My Lords, I hope that I have made clear to the House the Government's position on the settlements and the consequences around east Jerusalem. At present, there is no good argument for using our presidency to threaten rather than assist. Real progress is being made at the moment. It is very difficult. If anyone in this House had the magic bullet, I have no doubt that they would have described it to your Lordships already. We are nurturing an extremely difficult moment, and that is best done with the money as well as the encouragement. We will use the presidency fully to ensure that that happens.
My Lords, I again pay tribute to the political courage of Prime Minister Sharon in trying to achieve the withdrawal of Israeli settlers from Gaza. Nevertheless, does the Minister agree that the current difficulties of ensuring that withdrawal mean that the prospects of a substantial withdrawal of settlers from the West Bank—not freezing their number but withdrawing them—which will be required if there is to be a viable and contiguous Palestinian state, now seem very remote? Does not the Minister agree that the best prospect for winning the so-called war on terror would be a really concentrated, balanced attempt by the quartet, including Her Majesty's Government, to achieve a just and lasting peace in the Middle East?

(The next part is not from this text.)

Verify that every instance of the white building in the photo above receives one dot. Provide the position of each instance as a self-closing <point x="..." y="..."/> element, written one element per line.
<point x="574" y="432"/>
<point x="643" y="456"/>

My Lords, I agree with the noble Lord, Lord Wright. The aim must be to ensure that the whole road-map process is driven forward. It is fundamental to the road map that a contiguous and viable state exists for the Palestinian people. We should use our efforts to try to secure that.
However, as a stepping stone in the process, I ask the House to understand that at present steps that have not been seen for a long time are being made on the parts of the leaders of both communities. It is our hope that that will build a greater level of confidence for the steps that will then still be needed. That is why every encouragement is required at the moment for the steps to which people are committed. I hope that, by the time we come back after the Summer Recess, we will have seen a successful achievement of the first parts of that, and that it leads to a further engagement with the road map as a whole.